Snorri charged again, soaked with his own blood, and the unborn caught him about the waist, raising him off the ground, talons sinking deep.
“Die, you bastard!” A howl as his eyes darkened. And with the last of his strength Snorri ver Snagason swung his father’s axe, hauling the heavy weapon through the air in a sideways swing, turning in the unborn’s grip, driving its talons deeper still but adding momentum to his blow. The blade cut through lantern light, trailing streaks of darkness. It sheared into the unborn’s head, splitting that unholy skull, and with a roar Snorri yanked the axe clear, splattering grey filth as he cracked the monster wide.
The unborn’s convulsions threw us both clear, scattering grain, salt, pieces of torn sack while it thrashed and diminished. I lay with blood pouring in a river from the dark hole the creature had put through me. Snorri found his feet again, though barely, swaying as he dragged his axe back towards the foe.
By the time the Norseman made it across the room, all that remained amidst a welter of old bones and shed skin, curled and blackened, was a small red thing. It looked almost like a baby. And, falling to his knees before it, Snorri bent double and wept as though his heart had broken.
THIRTY
“We’re fucked up.” I raised my hand to wipe the blood from my mouth. The arm felt like someone else’s, almost too heavy to move. Too much blood to wipe. I must have bitten my tongue.
“We are.” Snorri lay back, the sacks around him stained crimson. His leg looked uncomfortable, folded awkwardly beneath him, but if it bothered him he lacked the strength to move it. It bothered me, seeing him like that, without fight in him. Snorri never gave up. He never would, not with his wife and child so close. I looked at him again, sprawled, bleeding, defeated. And then I knew.
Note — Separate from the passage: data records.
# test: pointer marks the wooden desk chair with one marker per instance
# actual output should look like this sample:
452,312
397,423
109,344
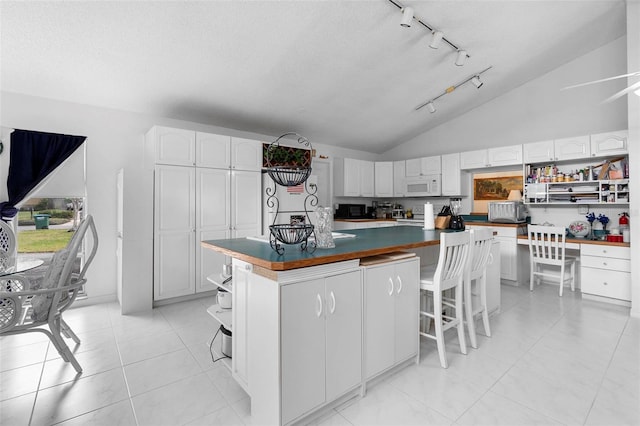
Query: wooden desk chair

“Tell me.” I lay on sacks every bit as bloody as those beneath him. We would both bleed to death soon enough. I wanted to know if this had ever been a rescue mission—if his wife and child could ever have been saved. “Tell it all.”
Snorri spat blood and opened his hand to let his axe drop. “The Broke-Oar told me, back in the hall, he would have told me back when he had me captive. He told me not to ask, that day when they caught me—and he scared me out of it . . . I hadn’t the courage to ask. He said I shouldn’t ask or he would tell. And I didn’t, and he kept his silence.” Snorri drew a great slow breath. His cheekbone had been shattered; pieces of bone showed through the skin. “But in the hall with Aslaug filling me and his eyes put out, I asked him again . . . and this time he answered.” Snorri drew a shuddering breath and my face grew numb, my cheekbones tingling, eyes hot and full. “Egil and the other children they gave to the necromancers. The lives of children can be fed to unborn and to the lichkin—horrors just as bad.” Another breath, hitched in. “The women were killed and their corpses raised, then used to mine the ice. Only Freja and a handful of others were spared.”
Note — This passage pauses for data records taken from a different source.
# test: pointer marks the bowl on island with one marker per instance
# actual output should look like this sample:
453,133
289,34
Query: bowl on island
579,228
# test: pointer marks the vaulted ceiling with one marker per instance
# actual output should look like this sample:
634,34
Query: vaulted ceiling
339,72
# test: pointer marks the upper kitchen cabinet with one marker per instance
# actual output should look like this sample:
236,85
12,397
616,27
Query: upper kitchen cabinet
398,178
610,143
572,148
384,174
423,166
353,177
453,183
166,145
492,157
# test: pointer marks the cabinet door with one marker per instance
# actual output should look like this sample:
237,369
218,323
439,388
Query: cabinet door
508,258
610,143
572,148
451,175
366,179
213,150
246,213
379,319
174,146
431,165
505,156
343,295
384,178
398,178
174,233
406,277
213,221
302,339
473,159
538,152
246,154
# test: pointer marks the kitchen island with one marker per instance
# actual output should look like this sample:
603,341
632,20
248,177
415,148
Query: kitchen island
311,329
“Why?” Maybe I didn’t want to know after all. My life was pooling crimson on the floor around me. Bright memories called to me, lazy days, sweet moments. Better to spend what time remained with them instead. But Snorri needed to tell me, and I needed to let him.
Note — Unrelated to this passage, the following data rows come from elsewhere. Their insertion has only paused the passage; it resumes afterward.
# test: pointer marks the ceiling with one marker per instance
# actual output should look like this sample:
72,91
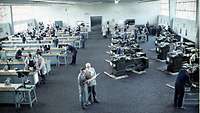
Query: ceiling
69,2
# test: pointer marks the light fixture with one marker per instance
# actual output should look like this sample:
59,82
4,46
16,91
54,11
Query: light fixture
117,1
Dying wasn’t as bad as I had imagined. I’d spent so long afraid, endured so many deaths in my imagination, but here I lay, close to the end, almost at peace. It hurt, yes, but I had a friend close by and a certain calmness enfolded me. “Why?” I asked it again.
“I didn’t tell you.” Snorri gasped at some sudden pain. “I couldn’t. It wasn’t a lie. I just couldn’t say the words . . . too big . . . if you—”
“I understand.” And I did. Some truths you can’t speak. Some truths come barbed; each word would tear you inside out if you forced them from your lips.
“She— Freja, my wife.” A breath hitched in. “Freja was pregnant. She carried our child. That’s why they kept her. To make unborn. She died when they cut the baby from her belly.” A breath burst from him in a crimson spray, hurt escaping in the short wet gasps we men make to keep from crying like children.
“Pregnant?” All this time and he hadn’t spoken of it. Our long journey a hopeless race against that baby’s fate. A tear rolled down my cheek, hot and slow, cooling as it met the frigid air.
“I just killed my son.” Snorri closed his eyes.
I rolled my head and saw once more the foetus curled amidst the ruin of the body the unborn had built—the core of it, the potential, misused and ill-spent by some horror that had never lived.
“Your son . . .” I didn’t ask how he could know. Perhaps that bond between them had let the unborn know his mind, had led it to wait for us in this room. I didn’t ask anything—I hadn’t the words. Instead I spoke the smallest one—the one I should have used more in my short and foolish life.
“Sorry.”
We lay a long moment without speaking. Life leaked away from me, drop by drop. I felt I should miss it more.